Today’s the birthday of the great writer, teacher and Christian apologist C. S. Lewis, born in Belfast, Ireland in 1898. Coincidentally, it is also the day nineteen years later that he arrived at a trench in the front lines of World War I.
I noticed both of these details at the bottom of the page this morning as I did my daily read from A Year With C.S. Lewis: Daily Readings From His Classic Works. I gave the book to myself about this time last year and started the schedule on January 1. It’s almost a sad feeling to realize that I’m nearly finished.

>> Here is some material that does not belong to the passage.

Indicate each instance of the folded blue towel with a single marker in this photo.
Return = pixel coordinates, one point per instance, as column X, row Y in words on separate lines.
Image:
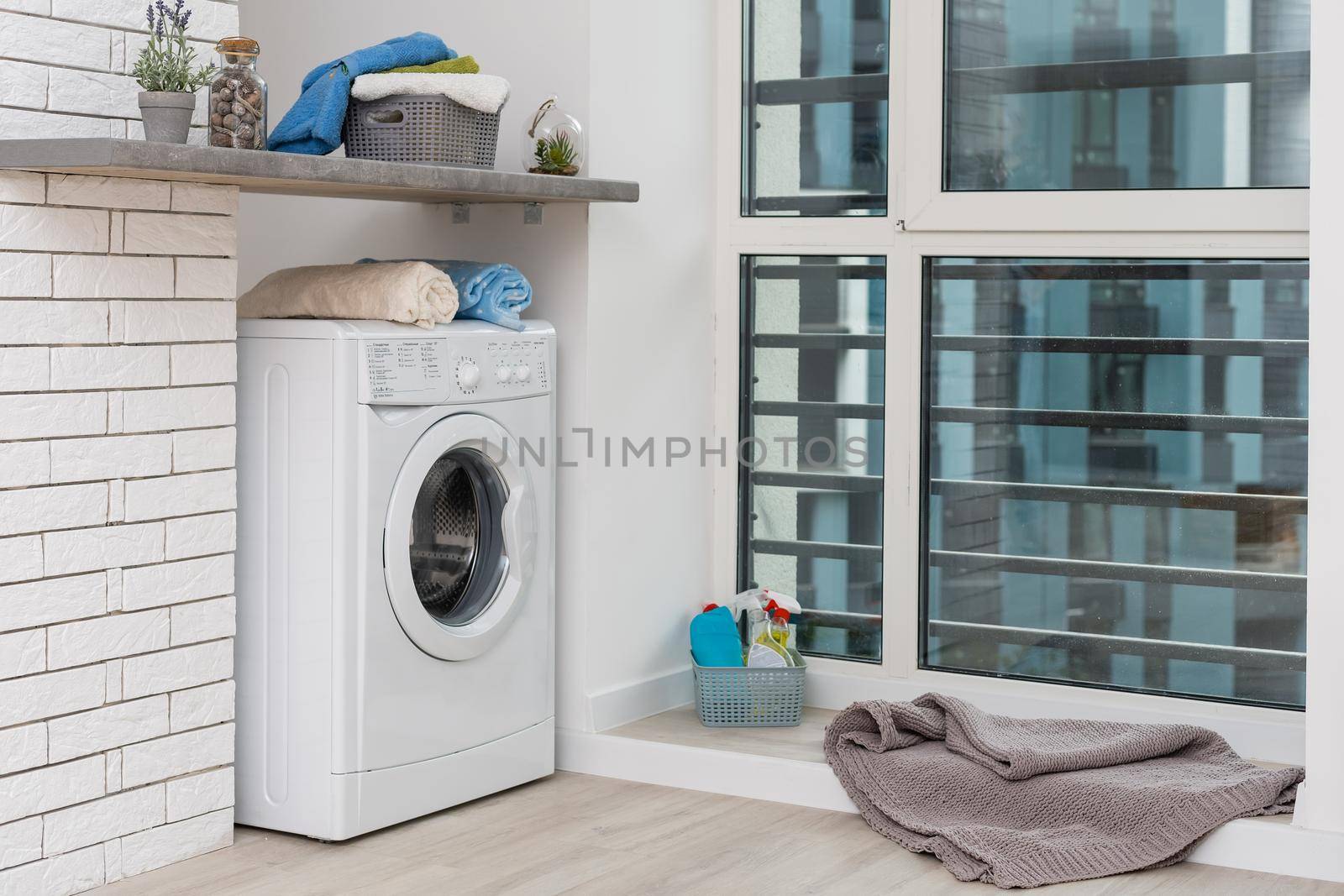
column 486, row 291
column 312, row 125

The book consists of daily, one page (often only a paragraph or two) excerpts from Lewis’s impressive body of work, mainly from Mere Christianity, The Great Divorce, The Problem of Pain, A Grief Observed, The Weight of Glory and The Screwtape Letters and others. Often several days in a row would center around a common theme. It’s been a fascinating and thought-provoking experience as I’ve come to see new things in works that I already thought I “knew.” Some of the excerpts from A Grief Observed and The Problem of Pain have been especially timely and comforting over the past several months as my father’s health worsened (funny how I “just happened” to get this book when I did). Little biographical details related to each day are also featured, and it’s been kind of a Tarantino-like experience to track the events in Lewis’s life in this manner when the days are in sequence but the years are not.
This book would be a great gift for the reader and thinker in your family who is often pressed for time. I will echo one of Lewis’s warnings, however:
“A young man who wishes to remain a sound atheist cannot be too careful of his reading.”